Она ничего не ответила, но по ее лицу понятно было, что она согласна – и более чем согласна. С торжествующим смехом он легко подхватил ее на руки и отнес на кровать. Она была хрупка и бледна – но глаза ее сияли, словно два синих факела, и когда он бросил ее на постель и принялся расстегивать пояс, она тоже рассмеялась, счастливая. Долгая ночь миновала!
Пол настолько смирился с положением вещей, что даже не смог по-настоящему обрадоваться, когда получил известие о женитьбе Джона на Мэри Перси. Для него Джон был так же безвозвратно потерян, как Леттис и Пол-младший – ведь если бы он даже не женился на своей избраннице, то все равно не возвратился бы в дом. Пол попросту лишил его наследства в пользу Вильяма – и дело с концом. Хотя все же он гордился сыном, и был рад перспективе скорой встречи – он с радостью прочел письмо Джона, в котором тот просил позволения посетить отца. Джон намеревался приехать осенью 1568 года – в июле они ожидали рождения первенца и полагали, что к октябрю Мэри вполне оправится. Но роды были столь тяжелыми, что Мэри очень ослабла – и визит пришлось отложить до весны.

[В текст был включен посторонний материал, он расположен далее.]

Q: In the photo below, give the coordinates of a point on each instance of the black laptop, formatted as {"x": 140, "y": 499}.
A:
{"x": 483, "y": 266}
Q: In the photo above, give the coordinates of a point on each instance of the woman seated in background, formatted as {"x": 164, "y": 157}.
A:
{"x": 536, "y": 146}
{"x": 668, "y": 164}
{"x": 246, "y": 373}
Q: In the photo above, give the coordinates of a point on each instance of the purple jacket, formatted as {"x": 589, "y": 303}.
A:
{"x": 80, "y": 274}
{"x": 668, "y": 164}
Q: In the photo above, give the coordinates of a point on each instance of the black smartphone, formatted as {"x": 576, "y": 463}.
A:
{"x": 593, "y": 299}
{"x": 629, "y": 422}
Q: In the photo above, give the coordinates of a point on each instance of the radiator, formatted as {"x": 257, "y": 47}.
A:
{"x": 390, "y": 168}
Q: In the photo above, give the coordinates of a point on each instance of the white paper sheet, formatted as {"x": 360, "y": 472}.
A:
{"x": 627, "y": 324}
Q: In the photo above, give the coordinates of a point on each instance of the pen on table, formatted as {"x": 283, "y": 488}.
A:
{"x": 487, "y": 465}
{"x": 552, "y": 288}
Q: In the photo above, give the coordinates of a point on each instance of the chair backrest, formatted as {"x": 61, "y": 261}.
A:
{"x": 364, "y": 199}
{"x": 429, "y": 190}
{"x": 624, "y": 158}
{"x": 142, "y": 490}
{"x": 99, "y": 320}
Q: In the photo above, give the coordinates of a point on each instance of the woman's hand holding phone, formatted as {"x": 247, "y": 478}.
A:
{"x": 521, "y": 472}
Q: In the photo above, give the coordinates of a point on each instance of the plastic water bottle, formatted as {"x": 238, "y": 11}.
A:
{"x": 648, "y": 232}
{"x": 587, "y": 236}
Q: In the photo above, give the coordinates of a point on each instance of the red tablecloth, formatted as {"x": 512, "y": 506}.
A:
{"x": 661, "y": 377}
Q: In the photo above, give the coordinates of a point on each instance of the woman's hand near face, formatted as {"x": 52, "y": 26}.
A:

Тем октябрем в Йорке много чего произошло. Мария, королева Шотландии, эффектно вырвалась на волю из своей озерной темницы в Лохлевене и прибыла в Лондон в том самом платье, в котором бежала, с горсткой верных слуг, прося у Елизаветы убежища и помощи в восстановлении ее попранных прав.

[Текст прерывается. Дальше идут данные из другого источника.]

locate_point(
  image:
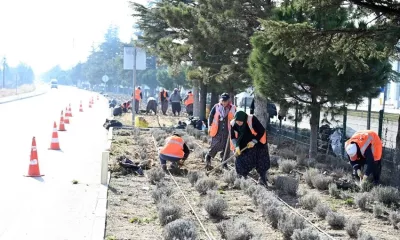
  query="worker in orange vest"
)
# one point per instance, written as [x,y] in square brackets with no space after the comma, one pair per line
[218,128]
[164,100]
[189,99]
[137,95]
[365,148]
[247,131]
[174,150]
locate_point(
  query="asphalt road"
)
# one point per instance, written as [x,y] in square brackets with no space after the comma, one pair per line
[51,207]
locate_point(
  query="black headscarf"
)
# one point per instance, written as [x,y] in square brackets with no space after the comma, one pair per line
[244,129]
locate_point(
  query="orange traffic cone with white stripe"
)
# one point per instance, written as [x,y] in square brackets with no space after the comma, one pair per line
[66,119]
[33,170]
[69,111]
[55,145]
[61,127]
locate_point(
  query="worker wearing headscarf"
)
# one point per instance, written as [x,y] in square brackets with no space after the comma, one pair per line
[365,148]
[248,132]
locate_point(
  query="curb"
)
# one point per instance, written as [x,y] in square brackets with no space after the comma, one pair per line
[19,97]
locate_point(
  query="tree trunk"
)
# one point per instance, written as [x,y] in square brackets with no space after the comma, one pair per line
[214,97]
[261,109]
[397,156]
[203,100]
[196,98]
[314,126]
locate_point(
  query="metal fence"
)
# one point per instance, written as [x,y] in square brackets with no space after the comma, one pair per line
[298,133]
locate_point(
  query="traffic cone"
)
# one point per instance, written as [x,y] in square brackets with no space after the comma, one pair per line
[33,170]
[62,127]
[66,119]
[55,145]
[69,111]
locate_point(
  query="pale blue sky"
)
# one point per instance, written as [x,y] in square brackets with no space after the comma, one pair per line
[41,32]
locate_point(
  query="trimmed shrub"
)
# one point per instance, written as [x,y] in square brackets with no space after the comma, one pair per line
[309,201]
[336,220]
[215,205]
[322,210]
[155,175]
[287,185]
[205,184]
[309,175]
[168,211]
[352,227]
[286,166]
[180,229]
[194,176]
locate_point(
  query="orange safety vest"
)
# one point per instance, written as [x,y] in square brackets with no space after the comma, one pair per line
[365,138]
[165,94]
[173,147]
[137,94]
[190,99]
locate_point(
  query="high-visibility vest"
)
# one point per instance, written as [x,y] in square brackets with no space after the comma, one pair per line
[365,138]
[263,139]
[137,94]
[214,126]
[163,93]
[189,100]
[173,147]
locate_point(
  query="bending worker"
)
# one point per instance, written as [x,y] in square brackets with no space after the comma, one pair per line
[219,126]
[365,148]
[189,99]
[248,132]
[138,96]
[175,150]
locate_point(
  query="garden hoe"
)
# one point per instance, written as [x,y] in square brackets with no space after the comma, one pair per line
[223,162]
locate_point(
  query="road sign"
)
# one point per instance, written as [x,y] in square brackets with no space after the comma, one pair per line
[105,78]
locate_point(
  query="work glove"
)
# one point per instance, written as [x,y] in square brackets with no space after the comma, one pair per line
[251,144]
[237,151]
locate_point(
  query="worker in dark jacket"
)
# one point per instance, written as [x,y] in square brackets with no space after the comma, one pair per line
[364,148]
[248,132]
[174,150]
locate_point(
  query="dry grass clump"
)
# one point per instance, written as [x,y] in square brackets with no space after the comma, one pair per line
[287,185]
[352,227]
[155,175]
[286,166]
[180,229]
[336,220]
[309,201]
[205,184]
[215,205]
[194,176]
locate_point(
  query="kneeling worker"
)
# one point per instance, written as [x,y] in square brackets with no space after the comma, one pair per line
[248,132]
[175,150]
[365,148]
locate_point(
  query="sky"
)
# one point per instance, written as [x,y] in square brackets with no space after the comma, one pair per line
[46,33]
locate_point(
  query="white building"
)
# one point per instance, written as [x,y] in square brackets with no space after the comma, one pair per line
[393,90]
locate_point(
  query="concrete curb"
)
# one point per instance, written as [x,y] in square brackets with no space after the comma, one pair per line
[22,96]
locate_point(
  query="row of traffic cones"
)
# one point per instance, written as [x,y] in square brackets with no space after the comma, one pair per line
[34,170]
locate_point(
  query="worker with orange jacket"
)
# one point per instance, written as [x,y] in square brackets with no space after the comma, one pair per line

– Пустили козла в огород! – услышав новость, воскликнула Нанетта. Королева была не ко двору у себя в Шотландии, но оказалась еще менее желанной гостьей здесь, в Англии, где Елизавета изо всех сил старалась примирить свои католические обычаи с некатолической формой правления. Проще всего было приговорить Марию к смерти, но Елизавета ни за что бы не пролила крови королевы, помазанницы Божьей – если бы та даже не была ее родственницей. Все, на что она решилась – это заключить свою кузину в темницу, но при этом отдавая ей всевозможные почести. А в октябре 1568 года в Йорке Мария предстала перед судом, держа ответ за преступления, вменяемые ей в вину. Все жители Йорка сгорали от любопытства – каждый хотел увидеть эту удивительно высокую и красивую женщину, услышать все подробности совершенных ею бесчинств – и узнать, наконец, какова будет ее судьба. Но публичное судебное разбирательство не было завершено. Елизавета приказала, чтобы все происходящее на суде не стало достоянием любопытных ушей. Когда Мэйтлэнд заявил, что самое разумное – это выдать королеву Марию за герцога Норфолка, чье царственное происхождение, по мнению большинства, было куда менее спорно, нежели у обеих королев, затем послать ее в Шотландию с отборными частями английской армии возвращать себе трон, а их с Норфолком будущих детей объявить наследниками английского престола, Елизавета сочла за благо перенести слушание в Вестминстер – там она могла бы пристально следить за ходом дела и не допускать столь откровенных высказываний.